I watch him for a moment, and sniff. ‘Is it skunk? I hate skunk.’
‘No, it’s just homegrown, not very strong. You’d be able to smell it, wouldn’t you, if it was skunk.’
‘I suppose.’ I think of the white-painted windows of the greenhouse in the garden at the shop. ‘Did you grow it?’
‘No. Get it off a bloke. D’you smoke?’
‘Not for years.’
He licks the edge of the papers and seals the joint closed. ‘Want some of this?’
‘Dunno.’ I sit beside him, back against the warm wood. ‘Didn’t have you down as a stoner.’
‘Jesus Christ. I’m hardly a stoner.’
I laugh. ‘You’re easy to wind up though, aren’t you? Maybe you should allow the essence of stoner into your life. You need to relax.’
‘I am relaxed.’
I snort. ‘Yeah, right. Riddled with tension.’
‘I am not riddled with tension.’
‘Gosh, no, sorry, must be thinking of someone else.’
‘You know you’re extremely cheeky.’
‘It’s good for you,’ I tell him.
He lights the joint and inhales. ‘Is that so?’ he says through a cloud of smoke.
‘Everyone takes you so seriously, don’t they? It can’t help.’
‘Help?’
‘Help you not be an arse.’ There’s a pause, long enough for me to wonder if I’ve been horribly rude.
‘Am I an arse?’
I feel sorry for him, suddenly. ‘I don’t know,’ I say. ‘I think it’s a pose, isn’t it? Anyway, you’ve been very kind to me. Today especially.’
‘I have, haven’t I?’
‘It was lovely of you to i
nvite me.’
‘I suppose it was. Mind you, I’d be here on my own if I hadn’t.’
I watch him for a moment as he smokes. ‘Are you lonely?’ I’ve wondered about this.
There’s another long pause while he considers. ‘No. I think one has to like people more than I do to be lonely.’
‘I’m not sure that’s true. Even if you don’t like people much, you can still be lonely. But you’re not, so that’s good.’ I pull my knees up and rest my wrists on them, lacing my fingers.
‘What about you? Out in the middle of nowhere by yourself. Not what you’re used to, surely. I didn’t expect you to stay for so long.’
‘No, neither did I. Anyway, that’s one of the reasons I decided I should get a job.
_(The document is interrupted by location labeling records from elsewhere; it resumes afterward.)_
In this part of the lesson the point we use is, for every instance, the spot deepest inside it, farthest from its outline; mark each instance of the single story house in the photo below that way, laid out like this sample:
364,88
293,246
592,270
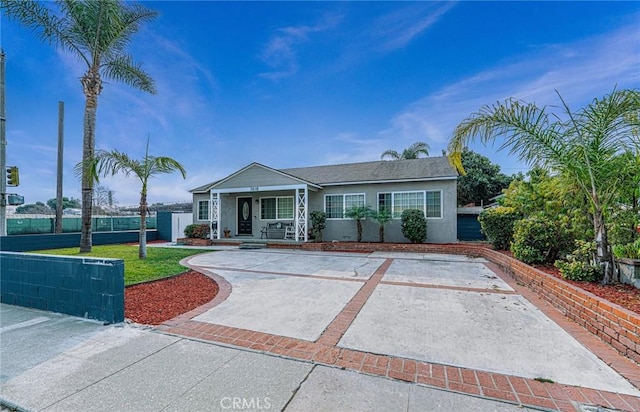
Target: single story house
257,197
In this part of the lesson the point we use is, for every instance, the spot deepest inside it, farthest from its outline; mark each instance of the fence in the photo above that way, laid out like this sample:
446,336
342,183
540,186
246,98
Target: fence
72,224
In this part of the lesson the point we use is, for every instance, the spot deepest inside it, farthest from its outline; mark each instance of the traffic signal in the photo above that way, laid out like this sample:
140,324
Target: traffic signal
13,176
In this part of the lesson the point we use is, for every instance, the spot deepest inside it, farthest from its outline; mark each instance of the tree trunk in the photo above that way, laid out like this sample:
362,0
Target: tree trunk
92,86
142,250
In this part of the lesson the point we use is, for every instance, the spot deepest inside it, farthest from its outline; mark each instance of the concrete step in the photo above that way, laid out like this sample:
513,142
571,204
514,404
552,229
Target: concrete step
247,245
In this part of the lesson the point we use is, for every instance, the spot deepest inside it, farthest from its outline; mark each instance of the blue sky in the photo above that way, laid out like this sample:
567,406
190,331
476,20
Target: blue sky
291,84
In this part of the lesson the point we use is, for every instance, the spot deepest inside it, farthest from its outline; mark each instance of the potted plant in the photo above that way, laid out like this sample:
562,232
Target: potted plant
628,260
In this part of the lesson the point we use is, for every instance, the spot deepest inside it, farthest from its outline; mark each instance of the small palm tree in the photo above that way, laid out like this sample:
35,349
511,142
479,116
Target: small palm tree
412,152
110,163
358,213
97,33
382,216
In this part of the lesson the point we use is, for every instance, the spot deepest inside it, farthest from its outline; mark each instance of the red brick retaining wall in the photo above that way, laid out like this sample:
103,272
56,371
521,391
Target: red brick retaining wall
617,326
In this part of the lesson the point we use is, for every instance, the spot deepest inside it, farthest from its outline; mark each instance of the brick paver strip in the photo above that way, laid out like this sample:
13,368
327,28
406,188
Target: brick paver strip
514,389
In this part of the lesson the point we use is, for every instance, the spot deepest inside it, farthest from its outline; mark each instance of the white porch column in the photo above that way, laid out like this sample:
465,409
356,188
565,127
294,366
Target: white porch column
302,213
214,212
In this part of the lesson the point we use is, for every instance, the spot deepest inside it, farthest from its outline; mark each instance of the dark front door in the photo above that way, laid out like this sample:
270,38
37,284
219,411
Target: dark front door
245,222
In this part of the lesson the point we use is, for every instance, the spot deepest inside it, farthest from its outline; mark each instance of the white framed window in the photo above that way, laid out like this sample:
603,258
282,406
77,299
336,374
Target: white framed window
335,205
203,210
275,208
428,201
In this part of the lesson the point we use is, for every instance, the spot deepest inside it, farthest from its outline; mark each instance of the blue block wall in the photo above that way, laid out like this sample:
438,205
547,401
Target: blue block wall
25,243
88,287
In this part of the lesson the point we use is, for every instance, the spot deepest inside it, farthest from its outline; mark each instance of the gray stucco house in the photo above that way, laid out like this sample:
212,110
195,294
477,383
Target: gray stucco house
257,196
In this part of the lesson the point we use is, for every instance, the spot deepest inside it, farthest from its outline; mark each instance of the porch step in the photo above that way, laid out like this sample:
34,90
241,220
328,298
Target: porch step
247,245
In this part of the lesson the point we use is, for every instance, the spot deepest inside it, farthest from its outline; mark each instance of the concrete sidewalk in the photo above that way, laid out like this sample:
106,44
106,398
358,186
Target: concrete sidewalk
53,362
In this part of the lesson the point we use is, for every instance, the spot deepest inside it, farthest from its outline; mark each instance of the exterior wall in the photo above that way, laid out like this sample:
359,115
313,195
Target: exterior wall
442,230
87,287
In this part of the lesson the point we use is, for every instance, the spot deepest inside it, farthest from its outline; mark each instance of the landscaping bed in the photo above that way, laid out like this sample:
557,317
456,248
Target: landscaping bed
154,302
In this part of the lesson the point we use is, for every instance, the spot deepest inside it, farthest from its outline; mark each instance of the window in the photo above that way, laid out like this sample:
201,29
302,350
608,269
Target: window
430,202
384,202
335,205
434,204
273,208
203,210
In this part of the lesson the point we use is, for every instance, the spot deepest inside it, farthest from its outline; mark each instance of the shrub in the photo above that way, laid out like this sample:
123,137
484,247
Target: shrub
580,264
538,239
628,251
414,225
318,223
497,224
197,231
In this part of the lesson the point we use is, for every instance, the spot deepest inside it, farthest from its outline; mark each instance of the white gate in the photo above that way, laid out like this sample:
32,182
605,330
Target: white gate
178,222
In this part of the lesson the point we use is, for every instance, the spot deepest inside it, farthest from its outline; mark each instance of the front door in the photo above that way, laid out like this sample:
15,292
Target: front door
245,222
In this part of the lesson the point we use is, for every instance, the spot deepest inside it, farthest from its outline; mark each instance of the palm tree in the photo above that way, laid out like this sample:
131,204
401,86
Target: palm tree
412,152
358,213
97,32
113,162
585,146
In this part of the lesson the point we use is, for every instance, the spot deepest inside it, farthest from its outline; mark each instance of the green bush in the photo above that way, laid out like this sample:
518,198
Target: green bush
580,265
628,251
318,223
539,240
197,231
414,225
497,224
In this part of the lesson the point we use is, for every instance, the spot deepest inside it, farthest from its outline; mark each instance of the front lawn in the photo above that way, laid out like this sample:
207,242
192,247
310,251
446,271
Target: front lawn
160,262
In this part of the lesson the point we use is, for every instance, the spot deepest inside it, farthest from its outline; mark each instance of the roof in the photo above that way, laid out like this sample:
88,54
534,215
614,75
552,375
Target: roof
428,168
378,171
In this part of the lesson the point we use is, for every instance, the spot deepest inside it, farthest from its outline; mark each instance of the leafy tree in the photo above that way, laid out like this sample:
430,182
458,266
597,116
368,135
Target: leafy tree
97,33
382,216
358,213
67,203
412,152
585,147
37,208
482,181
110,163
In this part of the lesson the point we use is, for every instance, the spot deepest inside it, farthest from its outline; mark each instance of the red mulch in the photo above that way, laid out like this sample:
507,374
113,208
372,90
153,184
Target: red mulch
624,295
155,302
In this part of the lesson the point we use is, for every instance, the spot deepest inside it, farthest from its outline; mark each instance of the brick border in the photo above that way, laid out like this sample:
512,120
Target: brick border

I’m not used to being on my own. I wouldn’t say I was lonely though.’
‘And what about Mr Mottram? Is he lonely without you? I wouldn’t be happy if my wife buggered off for months at a time.’
I’m not sure what to say to this. Perhaps I should just tell him, it’s not like it matters. ‘I doubt he’s lonely,’ I say. ‘He lives with someone else.’
There’s a brief silence. I listen to the waves and the faint crackle of the burning cigarette paper as Edward draws the air through it. He frowns at me through the smoke.
‘What, as in–’
‘We’re, um… He left,’ I say.
‘Recently?’
‘Not that recently. January.’
‘God. You didn’t say. Why didn’t you say?’
I shrug. ‘That’s one of the reasons I came here. Well, I’d have had to come up anyway. But that’s one of the reasons I’m still here. I mean, I didn’t have to go home. Because I don’t live there; someone else does.’